Pop-Barde Jan Loechel persönlich und aufgeschlossen
von Katrin Dürwald
Bei Frank Farian weiß man, warum er sich dagegen
entschieden hat, selbst auf die Bühne zu gehen. Aber bei Jan Loechel muss der
Beweggrund anders gewesen sein. Vermutlich hatte er als Komponist sehr schnell
Erfolg und kommt mit seinen Tantiemen gut über die Runden. Die finanzielle
Unsicherheit eines Musikerlebens habe ihn in den ersten Jahren angetrieben,
schildert er. Die Sorgen der Familie über sein „unstetes“ Leben seien ihm aber zum
Glück erst später, nachdem er bereits Erfolg gehabt habe, deutlich geworden.

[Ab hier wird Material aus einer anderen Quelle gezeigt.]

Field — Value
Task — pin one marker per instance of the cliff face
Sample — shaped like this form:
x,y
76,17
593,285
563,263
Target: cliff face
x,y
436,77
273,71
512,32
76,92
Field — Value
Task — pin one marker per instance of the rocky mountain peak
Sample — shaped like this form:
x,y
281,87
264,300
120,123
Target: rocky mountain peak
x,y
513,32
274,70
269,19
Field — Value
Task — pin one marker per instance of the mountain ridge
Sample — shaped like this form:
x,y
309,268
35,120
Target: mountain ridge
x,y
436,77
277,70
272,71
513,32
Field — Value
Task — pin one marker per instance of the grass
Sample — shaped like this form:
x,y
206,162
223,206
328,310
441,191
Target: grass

Der Abstand zwischen Bühne und den ersten Sitzreihen
beträgt weniger als einen Meter. Die Bühne ist gekennzeichnet durch eine großen
Schmutzteppich, der an den Ecken mit Klebeband befestigt ist. Auf diesem Teppich
steht ein zierlicher Typ mit eng anliegenden Jeans, graumeliertem Haar, einem gut
getrimmten Vollbart, buschigen Augenbrauen, sehr schönen Augen und einem
gewinnenden Lächeln. Selbst wenn er nicht singen könnte, wäre der Anblick nicht
übel.
Die rund sechzig Zuschauer sitzen auf unbequemen Stühlen
im Hamburger Literaturhotel Wedina. Draußen wird es gerade dunkel, und man
schaut durch eine verglaste Veranda hinaus in den mit Bodenlichtern versetzten
Garten, in dem das Grün der Bäume und Sträucher romantisch aufleuchtet.
Loechel ist der Komponist für viele Popgrößen im deutschen
und internationalen Musikgeschäft. Er hat unter anderem Songs für die H-Blockx,
Christina Stürmer, Sasha und Ivy Quainoo geschrieben und hat deren Platten produziert.
Und doch berichtet er von einer Schaffenskrise, die ihn vor zwei Jahren erfasste
und in deren Verlauf er sich fragte, ob er noch so weiterarbeiten könnte. Er zog
sich zurück an die Dünen der dänischen Nordseeküste und schrieb dort Songs für
sich selbst. Weniger kommerziell getrieben, aber in dem Bestreben, wieder Spaß
am eigenen Musizieren zu haben.
Er beschreibt detailliert, wie ihm Anne de Wolff und ihr Mann
Ulrich Rode dabei geholfen haben, seinen Song „Brand New Day“ in ihrem Studio
in Wellingsbüttel aufzunehmen. Für ihn war das ein Wendepunkt. Seitdem tritt er
vorwiegend im kleinen Rahmen live auf und genießt den direkten Kontakt zum
Publikum. Das ist auch an diesem Abend spürbar. Er hört auf die Kommentare aus
den ersten Reihen, geht in den Dialog, plaudert, während er seine Gitarre auf
einen neuen Song einstimmt, mit den Gästen und gibt offenherzig Persönliches
über sich preis.
Zum Beispiel, dass sein Wagen in der Nacht aufgebrochen
wurde, und dass er froh gewesen sei, wenigstens am Abend seine Gitarren ins
Haus getragen zu haben. Dass er einen lauschigen Abend mit seinem Vater bei
einem Glas Rotwein verbracht habe. Die Songs leben von seiner fantastischen Stimme,
wobei die Melodieführung geradezu „peacig“ bleibt. Das gefällt nicht immer,
aber da steht er drüber. Der Abend ist erfüllt von gefühlvollen Balladen und
dieser wunderbar vielschichtigen Stimme.
Loechel erzählt, dass seine Oma heute eigentlich Geburtstag
habe. Aufgrund des Einbruchs hätte er sie aber nicht auf dem Friedhof besuchen
können. Beim darauffolgenden Song fährt ein Windstoß durch den Garten, und wir
sehen gelbleuchtende Birkenblätter durch die Luft segeln. Als ob Oma sagen
wollte: es ist gut, Junge.
Einer der eingängigsten Songs des Abends ist „Killing me
beautiful“ von seiner aktuellen Platte „III“. Das Publikum summt im Refrain nachhaltig
mit und ist am Ende sehr beseelt vom Menschen und Musiker Jan Loechel. Auch
nach dem Konzert sucht er das Gespräch und nimmt sich viel Zeit für seine
Zuhörer.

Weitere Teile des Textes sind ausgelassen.